El niño tendría unas dos semanas y, evidentemente, era ilegítimo. No menos evidentemente, sus opciones en la vida eran limitadas. La gente estaba confusa y vacilante. Entonces, en lo alto de las escaleras apareció el imán de la mezquita y, a su lado, estaba Ayesha, la vidente, cuya fama se había extendido por la ciudad.

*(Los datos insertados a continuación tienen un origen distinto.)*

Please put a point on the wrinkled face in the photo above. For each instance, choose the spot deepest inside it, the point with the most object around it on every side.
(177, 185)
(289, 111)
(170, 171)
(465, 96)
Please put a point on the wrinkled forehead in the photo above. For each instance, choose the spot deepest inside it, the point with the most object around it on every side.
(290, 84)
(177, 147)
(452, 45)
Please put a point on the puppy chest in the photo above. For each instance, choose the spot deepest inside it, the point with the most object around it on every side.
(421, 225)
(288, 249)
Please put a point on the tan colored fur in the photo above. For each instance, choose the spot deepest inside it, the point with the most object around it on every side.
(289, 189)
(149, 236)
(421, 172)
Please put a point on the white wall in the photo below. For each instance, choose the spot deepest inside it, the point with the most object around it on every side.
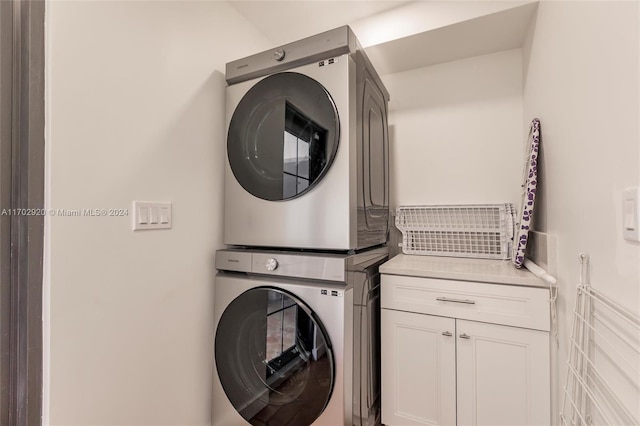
(457, 131)
(135, 111)
(582, 81)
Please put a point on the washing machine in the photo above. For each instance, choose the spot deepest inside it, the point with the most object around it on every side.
(296, 338)
(307, 162)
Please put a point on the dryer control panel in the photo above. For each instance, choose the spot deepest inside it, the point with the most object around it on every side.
(284, 264)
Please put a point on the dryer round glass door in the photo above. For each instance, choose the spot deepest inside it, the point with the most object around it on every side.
(274, 358)
(283, 136)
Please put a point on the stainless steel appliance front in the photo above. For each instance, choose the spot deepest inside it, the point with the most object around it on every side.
(307, 148)
(296, 338)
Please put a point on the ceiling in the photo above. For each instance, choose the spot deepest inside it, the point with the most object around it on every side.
(399, 35)
(282, 22)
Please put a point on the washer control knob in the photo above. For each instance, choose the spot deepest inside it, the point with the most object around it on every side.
(278, 55)
(272, 264)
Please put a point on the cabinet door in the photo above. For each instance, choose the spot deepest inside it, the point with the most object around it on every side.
(418, 369)
(503, 375)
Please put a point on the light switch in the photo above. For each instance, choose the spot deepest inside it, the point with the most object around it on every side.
(164, 215)
(630, 208)
(151, 215)
(143, 215)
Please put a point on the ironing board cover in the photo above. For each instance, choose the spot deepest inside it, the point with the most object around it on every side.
(530, 182)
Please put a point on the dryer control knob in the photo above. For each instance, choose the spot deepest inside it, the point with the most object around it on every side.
(278, 55)
(272, 264)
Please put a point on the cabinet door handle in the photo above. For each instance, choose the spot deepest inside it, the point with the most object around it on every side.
(447, 299)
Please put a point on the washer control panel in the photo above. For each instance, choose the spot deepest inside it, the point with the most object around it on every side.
(271, 264)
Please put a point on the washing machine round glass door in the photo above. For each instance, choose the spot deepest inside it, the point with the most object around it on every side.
(274, 358)
(283, 136)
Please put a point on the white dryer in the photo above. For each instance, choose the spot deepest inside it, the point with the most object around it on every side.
(307, 162)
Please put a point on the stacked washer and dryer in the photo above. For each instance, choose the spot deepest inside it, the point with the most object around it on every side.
(296, 297)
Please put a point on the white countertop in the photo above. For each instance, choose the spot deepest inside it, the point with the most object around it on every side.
(458, 268)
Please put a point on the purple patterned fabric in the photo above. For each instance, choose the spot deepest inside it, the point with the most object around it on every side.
(529, 196)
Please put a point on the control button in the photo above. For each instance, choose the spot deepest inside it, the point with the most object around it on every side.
(278, 55)
(272, 264)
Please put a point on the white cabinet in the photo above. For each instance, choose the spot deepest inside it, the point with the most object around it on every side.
(465, 353)
(418, 369)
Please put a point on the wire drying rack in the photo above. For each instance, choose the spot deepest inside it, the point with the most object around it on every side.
(478, 230)
(602, 386)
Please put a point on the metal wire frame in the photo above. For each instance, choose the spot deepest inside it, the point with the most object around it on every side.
(588, 392)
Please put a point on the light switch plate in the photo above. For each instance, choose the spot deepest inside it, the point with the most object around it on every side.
(630, 211)
(151, 215)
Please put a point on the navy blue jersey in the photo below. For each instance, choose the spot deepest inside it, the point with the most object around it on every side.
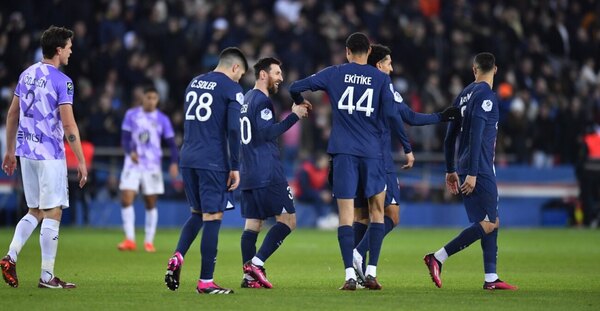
(212, 108)
(362, 98)
(477, 131)
(260, 161)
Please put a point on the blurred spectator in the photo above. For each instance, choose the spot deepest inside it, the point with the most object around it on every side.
(588, 173)
(312, 188)
(79, 198)
(549, 49)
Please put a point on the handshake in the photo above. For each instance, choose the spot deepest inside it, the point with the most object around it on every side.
(302, 109)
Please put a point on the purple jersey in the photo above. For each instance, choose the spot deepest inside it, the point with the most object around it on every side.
(146, 129)
(42, 88)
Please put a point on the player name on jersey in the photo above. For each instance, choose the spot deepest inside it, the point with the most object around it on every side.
(357, 79)
(205, 85)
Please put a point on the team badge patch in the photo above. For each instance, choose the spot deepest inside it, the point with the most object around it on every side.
(70, 88)
(487, 105)
(398, 97)
(266, 114)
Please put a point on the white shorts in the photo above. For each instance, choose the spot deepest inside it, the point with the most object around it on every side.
(151, 181)
(45, 183)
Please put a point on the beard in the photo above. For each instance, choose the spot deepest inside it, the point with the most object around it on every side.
(272, 88)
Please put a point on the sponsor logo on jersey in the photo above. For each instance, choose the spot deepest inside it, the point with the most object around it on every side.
(266, 114)
(487, 105)
(70, 88)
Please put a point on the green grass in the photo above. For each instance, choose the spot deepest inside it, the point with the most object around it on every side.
(555, 270)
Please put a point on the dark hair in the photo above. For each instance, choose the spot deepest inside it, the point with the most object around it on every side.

La multitud se dividió como el mar, y Ayesha y el imán bajaron hasta el capazo. El imán examinó al niño brevemente, se puso en pie y se volvió hacia la gente.

«Esta criatura nació del pecado -dijo-. Es hijo del diablo.» Era un hombre joven.

Los ánimos de la multitud se encendieron de indignación. Mirza Saeed Akhtar gritó: «Tú, Ayesha, kahin. ¿Qué dices tú?»

«Todo se nos pedirá», respondió ella.

La multitud no precisó más clara invitación para lapidar al niño.

* * *

Después de esto, los Peregrinos de Ayesha se negaron a seguir adelante. La muerte del niño abandonado creó un ambiente de rebeldía entre los cansados caminantes, ninguno de los cuales había cogido ni arrojado una sola piedra. Mishal, ahora ya más blanca que la nieve, estaba muy debilitada por su enfermedad para animarlos a continuar; Ayesha, como siempre, se negaba a parlamentar. «Si volvéis la espalda a Dios -previno a los antiguos vecinos de Titlipur-, no os sorprenda que Él haga otro tanto con vosotros.»

Los peregrinos se hallaban reunidos, en cuclillas, en un rincón de la gran mezquita, que estaba pintada verde limo por fuera y azul eléctrico por dentro, e iluminada, cuando era necesario, por tubos de neón multicolores. Después de la advertencia de Ayesha, se volvieron de espaldas a ella y se acurrucaron más juntos todavía, aunque el tiempo era bastante caluroso y húmedo. Mirza Saeed no desperdició la ocasión de volver a desafiar abiertamente a Ayesha. «Dime -empezó con suavidad -, con exactitud, ¿cómo te da el ángel toda esa información? Tú nunca nos transmites literalmente sus palabras sino sólo tu interpretación. ¿Por qué esa mediatez? ¿Por qué no te limitas a citarle?»